Getty, 54, has musical gifts, but they are small and finite. As in his song cycle of Emily Dickinson poems, "The White Election," he understands the art of musical declamation: the wedding of words and music to bring text into sharp relief. His problem, I think, is an excessive fidelity to the text.
In the terse and exquisite Dickinson poems, it was right for him not to cut or repeat a single word. But in the whole scenes he has extracted from Shakespeare's "Henry IV, Parts 1 and 2," cuts are badly needed. Getty hasn't sliced so much as a line, and the cantata feels saturated, burdened, weighty with words. Compare Verdi's Shakespearean operas -- "Macbeth," "Otello" and especially "Falstaff" -- to the original plays and you'll see that his librettists cut more than two- thirds of the text. The music more than fills in the gaps.
The orchestral accompaniment is strangely and problematically scored for a chamber orchestra of strings but with lots of extra brass and woodwinds, a large percussion battery, a harpsichord, two harps and a celesta.
There are delightful moments such as the orchestra's raspberry when Falstaff lies about his age or the jangly chords that speak while a singer mouths the word "whoremaster." A muted trumpet choir heralds the coronation procession of King Henry V, and there are subtle echo effects for the speaking chorus as the parade approaches and disappears.
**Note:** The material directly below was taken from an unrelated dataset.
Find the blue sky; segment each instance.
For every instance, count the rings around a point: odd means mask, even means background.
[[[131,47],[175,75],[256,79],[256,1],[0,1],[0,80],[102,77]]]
The choir also has a lovely Gregorian hymn during the coronation scene. Getty has written a gleaming night-music of chimes, insect noises and horsemen passing in the distance to set off the nocturnal conversation of Falstaff and Justice Shallow.
But such style as he has is mostly derivative. Bartok, Stravinsky, Debussy and Benjamin Britten are among those most readily discernible. And except for a magnificent striding theme that takes hold momentarily in the Justice Shallow scene, there's little to reward the listener for wading through the libretto to keep up with the singers.